En el actual debate productivo de Chile, un aspecto crucial ha quedado relegado: el reconocimiento genuino de los talentos laborales. Aunque se habla de trabajo híbrido, reformas y bienestar, la apreciación real del trabajo de las personas sigue siendo una asignatura pendiente. No se trata de un reconocimiento simbólico, sino de un verdadero aprecio que empodera al individuo y mejora el rendimiento colectivo del equipo. El informe Better Work 2024 aborda esta omisión, revelando que los beneficios ofrecidos por las empresas tienen un impacto significativo en el compromiso de los trabajadores, siendo incluso dos veces más influyentes que el salario.

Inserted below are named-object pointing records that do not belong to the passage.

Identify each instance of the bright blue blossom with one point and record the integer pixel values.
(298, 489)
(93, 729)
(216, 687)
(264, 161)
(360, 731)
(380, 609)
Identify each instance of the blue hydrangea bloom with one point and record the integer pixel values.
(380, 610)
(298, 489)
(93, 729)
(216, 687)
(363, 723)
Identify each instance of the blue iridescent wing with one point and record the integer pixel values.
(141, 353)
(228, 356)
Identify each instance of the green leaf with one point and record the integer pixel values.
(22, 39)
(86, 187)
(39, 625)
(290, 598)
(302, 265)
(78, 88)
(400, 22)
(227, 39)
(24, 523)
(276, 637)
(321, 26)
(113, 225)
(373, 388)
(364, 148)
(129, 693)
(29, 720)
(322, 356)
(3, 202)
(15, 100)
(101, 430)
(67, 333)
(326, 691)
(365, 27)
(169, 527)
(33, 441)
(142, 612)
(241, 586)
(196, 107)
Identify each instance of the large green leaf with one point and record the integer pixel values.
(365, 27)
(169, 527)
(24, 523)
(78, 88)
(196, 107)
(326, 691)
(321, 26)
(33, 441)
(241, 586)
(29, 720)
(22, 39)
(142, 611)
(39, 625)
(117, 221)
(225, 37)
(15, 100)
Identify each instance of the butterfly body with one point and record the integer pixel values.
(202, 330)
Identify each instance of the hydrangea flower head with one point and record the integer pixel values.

Sin embargo, los números son alarmantes. Solo un 19% de los trabajadores en Chile considera que los beneficios que reciben se ajustan a sus necesidades, mientras que un 80% admite no utilizarlos frecuentemente. Adicionalmente, el Termómetro del Clima Laboral 2024 indica que un tercio de los empleados chilenos se siente poco o nada valorado en su entorno laboral. Estos datos reflejan un vacío emocional que se torna insostenible para la construcción de culturas organizacionales saludables. ¿Cómo se puede construir un ambiente saludable en medio de esta desconexión?
El desafío no es solo financiero, sino de intención. Las organizaciones suelen ver el reconocimiento como un gesto ornamental más que como una práctica estratégica que impacta directamente en el clima laboral y en la fidelización de los trabajadores. A menudo, se confunden las buenas intenciones con los regalos genéricos que, a fin de cuentas, no reconocen el esfuerzo real del equipo. Con solo un 39% de los trabajadores comprometidos con sus empresas, está claro que la desconexión se traduce en un notable detrimento del rendimiento organizacional.
El reconocimiento debe ser transformado en una práctica que trasciende la mera formalidad. Cuando un empleado se siente visto y valorado, su ánimo cambia y su conexión con el equipo y la dirección se fortalece. Esto promueve un círculo virtuoso donde la calidad humana del gesto se vuelve más relevante que su valor económico. Asimismo, la coherencia es vital; un reconocimiento que no resuena con la cultura de la empresa puede resultar en ruido ineficaz. Las iniciativas de reconocimiento deben alinearse con los valores y principios de la organización para asegurar que generen un verdadero impacto.
En un contexto donde la saturación informativa abunda, expresar aprecio auténtico se convierte en un poderoso diferenciador reputacional. Así, la conversación debe enfocarse en cómo las empresas comprenden y conectan con sus profesionales. Cuando un tercio de la fuerza laboral no se siente valorado, el reconocimiento se convierte en una necesidad urgente. No se trata de gastar más en regalos, sino de cuidar y conectar de manera significativa con cada miembro del equipo. En definitiva, reconocer no es solo un gesto bonito; es una acción fundamental para mejorar no solo el bienestar de los empleados, sino también el propósito y éxito de la empresa.